Flexible Reactivity of the Benzene Tetraanion in a Neutral Inverse-Sandwich Lanthanum Complex.

Abstract

Neutral inverse-sandwich lanthanum arene complexes with the parent benzene tetraanion are still limited. Here, we report the neutral inverse-sandwich lanthanum benzene complexes [(Cp^Ar5)La(THF)_n]₂(μ-η⁶:η⁶-C₆H₆) (Cp^Ar5 = η⁵-C₅Ar₅, Ar = ⁱPr₂-C₆H₃-3,5; n = 0, 2; n = 1, 2-THF) supported by a superbulky penta-arylcyclopentadienyl ligand. Complex 2 was isolated from the reduction of the half-sandwich lanthanum diiodide precursor [(Cp^Ar5)LaI₂(THF)₂] (1) in benzene by the K/KI reductant, yielding 69%. The reaction of complex 2 with 0.5 equiv of (HBBN)₂ enabled C-H bond functionalization of the benzene tetraanion, generating a novel borylated product [(Cp^Ar5)La]₂(μ-η⁶:η⁶-C₆H₅BBN) (3).
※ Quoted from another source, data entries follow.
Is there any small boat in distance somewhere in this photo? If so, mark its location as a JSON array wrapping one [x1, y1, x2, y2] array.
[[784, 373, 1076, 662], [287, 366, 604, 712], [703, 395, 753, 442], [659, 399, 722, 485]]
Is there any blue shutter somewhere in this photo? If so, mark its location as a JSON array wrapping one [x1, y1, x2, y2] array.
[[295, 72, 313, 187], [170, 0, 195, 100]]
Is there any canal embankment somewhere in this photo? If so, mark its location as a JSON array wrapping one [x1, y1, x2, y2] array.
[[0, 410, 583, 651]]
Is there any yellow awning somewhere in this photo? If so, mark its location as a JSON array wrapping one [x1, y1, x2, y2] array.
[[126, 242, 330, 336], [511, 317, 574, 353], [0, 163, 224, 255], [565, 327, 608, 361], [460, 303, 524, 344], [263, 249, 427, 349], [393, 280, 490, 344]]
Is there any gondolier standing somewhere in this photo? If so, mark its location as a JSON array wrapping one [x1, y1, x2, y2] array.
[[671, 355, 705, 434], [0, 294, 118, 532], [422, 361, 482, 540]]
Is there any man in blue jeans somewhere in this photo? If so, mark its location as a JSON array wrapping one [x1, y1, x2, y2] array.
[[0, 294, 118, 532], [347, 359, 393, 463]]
NMR analyses, single-crystal X-ray diffraction, and UV-vis spectroscopic studies demonstrated that complexes 2, 2-THF, and 3 share a [La³⁺-(arene)^4--La³⁺] electronic structure, which was further confirmed by density functional theory (DFT) calculations. Moreover, treatment of complex 2 with Me₃SiN₃ afforded a product [(Cp^Ar5)La{N(SiMe₃)₂}]₂(μ-N₃)₂ (4) via four-electron reduction and subsequent Si-N bond activation. Additionally, the dimeric peroxo complex [(Cp^Ar5)La(THF)]₂(μ-η²:η²-O₂)₂ (5) was detected in the reaction of 2 with O₂. The redox reactivity of 2 shows its great potential in the multielectron reduction of unsaturated substrates, functioning as a La(I) synthon.